Closed atrettin closed 3 years ago
Thank you for the PR!! I will review it shortly.
Alright, this is looking much better now! I've added the weighted version, added more input checks and automatic conversions and also added histogramdd
to the unit tests. It gives verifiably the same results as histogram1d
and histogram2d
.
Alright, now we also have tests for up to 10D against numpy.histogramdd
. I think that should be all we need. :)
Hey @astrofrog, it would be great if you could have a look at this, I hope that everything makes sense and I'd be happy to implement changes if need be.
Sorry for the delay in reviewing! I am only working part time at the moment so I am a bit slower than usual but I should get to it this week.
Done! :)
Thanks! I'll merge this and will try and do a release soon.

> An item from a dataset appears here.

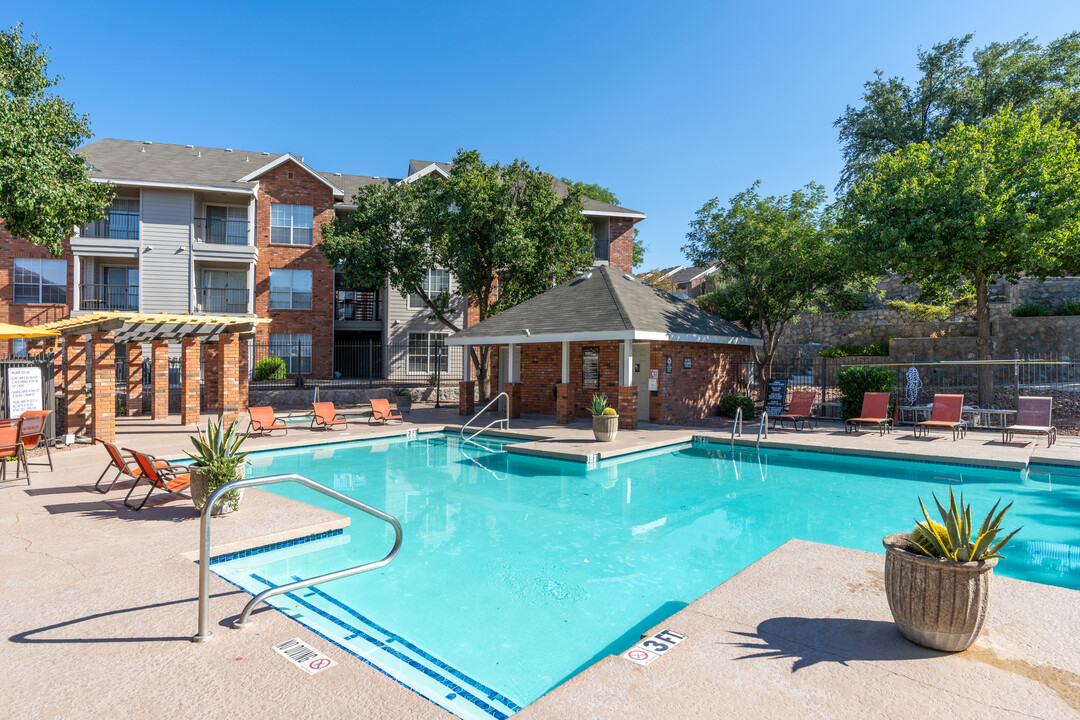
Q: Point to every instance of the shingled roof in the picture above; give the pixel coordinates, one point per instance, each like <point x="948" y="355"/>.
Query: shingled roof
<point x="604" y="304"/>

Thank you for merging! Just now looking at this I found an inconsistency between this package and numpy: When a data point is exactly at the upper bound of the largest bin, numpy includes it into the largest bin count, while we don't do that here. Furthermore, I found that in my own code this causes it to write one index farther into the count array, potentially risking a segfault... 😬 Sorry I just literally now realize that. I'll write a unit test demonstrating it and bring a fix, please hold on with the release until then!
Hi all,
I happen to have a (scientific) application where I need fast histograms, and I found this package very promising to be exactly what I need! If it would only support histograms in arbitrary dimensions, it would be perfect... and I think that I did in fact manage to pull it off. :)
This PR adds the function
histogramdd
to the package.It is a straight generalization of the 1D and 2D code, only that the input sample is given as a tuple. The code discovers automatically how many arrays there are in the tuple and generates the output dimensions accordingly. If the dimension is
D
and the number of samplesN
, then the tuple must containD
arrays withN
elements. Bins and ranges are passed as arrays as well with shapes(D,)
and(D, 2)
, respectively to pass the number of bins as well as the ranges for each dimension.The output of
histogram2d(x, y, range, bins)
should be the same ashistogramdd((x, y), range, bins)
. The speed of the generalized function is a bit slower, so it is still beneficial to use the dedicated 1D and 2D functions where appropriate.I'm also working on the weighted version but I thought I'd make a PR to get some feedback. This is still missing tests and documentation, and maybe someone with more C and numpy API experience could have a look if there is any possibility to make things a little bit faster still to match the performance of the 1D and 2D code.